Lois Kingsbery Mayes Tanner (July 16, 1877 – February 19, 1958) was an American newspaper editor and publisher. She was publisher of the Pensacola Journal from 1913 to 1922, and was active in Democratic Party politics at the state and national levels, and held statewide positions in the Florida Federation of Women's Clubs.

== Early life ==
Kingsbery was born in Hartford, South Dakota and raised in Lafayette, Indiana, the daughter of Ira Carlos Kingsbery and Lu Asenath Curtis Kingsbery. She trained as a teacher at Dakota Wesleyan University.

== Career ==
After teaching school, Kingsbery worked as a stenographer and as a housekeeper. She began publishing The Pensacola Journal newspaper in Florida in 1915, continuing her late husband's work. She was president of the West Florida Press Association, president of the Florida State Press Association, and a director of the Southern Newspaper Publishers' Association, one of only three women members of the association in 1920.

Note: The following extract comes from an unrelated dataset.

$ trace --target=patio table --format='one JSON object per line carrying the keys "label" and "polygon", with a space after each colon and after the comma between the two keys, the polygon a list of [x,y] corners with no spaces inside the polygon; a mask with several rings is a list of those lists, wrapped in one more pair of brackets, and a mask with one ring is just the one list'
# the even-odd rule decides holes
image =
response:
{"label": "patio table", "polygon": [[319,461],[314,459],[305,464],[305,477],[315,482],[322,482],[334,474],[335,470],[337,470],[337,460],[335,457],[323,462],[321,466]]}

Mayes sold the Pensacola Journal in 1922. "During the eight years that I owned the Pensacola Journal," she wrote in 1925, "there were from four to six women on the staff all of the time. I like to work with women. They know, or can see, the advantages of being systematic. Their intuitions are dependable, and their perceptions keen." She attended the World Press Congress in Geneva in 1926.

In 1917, Mayes was on the committee to establish a Red Cross chapter in Pensacola. She was a member of the Democratic National Committee, representing Florida for twelve years. In 1928, she was a member of the board of directors of the Woman's National Democratic Club. She was also active in the leadership of the Florida Federation of Women's Clubs. In the 1930s, she lived with her daughter in Washington, D.C., and was active in the city's Florida State Society.

== Personal life ==
Lois Kingsbery married Frank A. Mayes in 1899. They had four children before he died in 1915. Both of her parents died in 1921. She remarried in 1927, to school principal Burton S. Tanner. She died in 1958, in Pensacola, aged 80 years.